Then the dayjob. I actually woke up pretty fresh and raring to go, a slight flutter in my stomach but on the whole I was pretty excited to get back to it.
About half an hour in I realised that the next few weeks are going to be either one of two things, a ruddy nightmare or a chance for me to further hone my mad dispensary skillz and possibly keep in mind a few things from our original post.
Now, my boss was worried that I was gonna get too stressed and I said something so unlike me that I had to rerun it in my head a few times afterwards. I said it was all my fault, I knew exactly what I was walking back into after my week off and that yeah, I could have come in last week and saved all the hassle.

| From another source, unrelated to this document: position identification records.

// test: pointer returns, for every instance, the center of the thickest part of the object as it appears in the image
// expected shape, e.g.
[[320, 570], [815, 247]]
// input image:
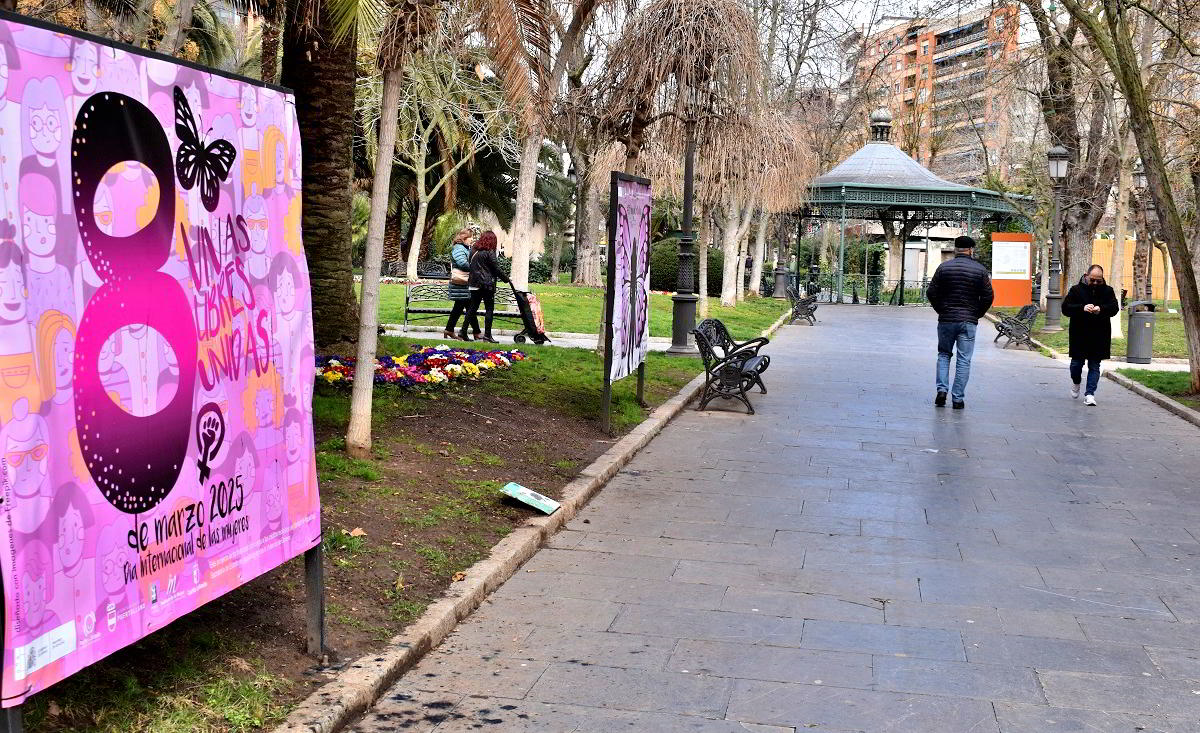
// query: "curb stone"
[[336, 703], [1157, 397]]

This is so mad but I think that is quite possibly the single most selfless thing I've ever said to anybody, ever! lol. I meant it as the words came out, I really did, but if I'd have gone to work last week, I wouldn't be engaged now and there's a whole other mess of things I set in motion that wouldn't have happened either. I am not my dayjob, after-all.
A few hours later I ruined that, I'm my own worst enemy. Whinging on & moaning about stuff that had been missed. Anyway, the thought was there for a moment, and hopefully it will carry on being there and shut the rest down.
So yeah, there is a season for everything and it appears I'm in the 'you got this' season again. But as usual, I have a quote for that!
If God sends us on strong paths, we are provided strong shoes - Corrie ten Boom
All we have to do is remember to put them on I guess!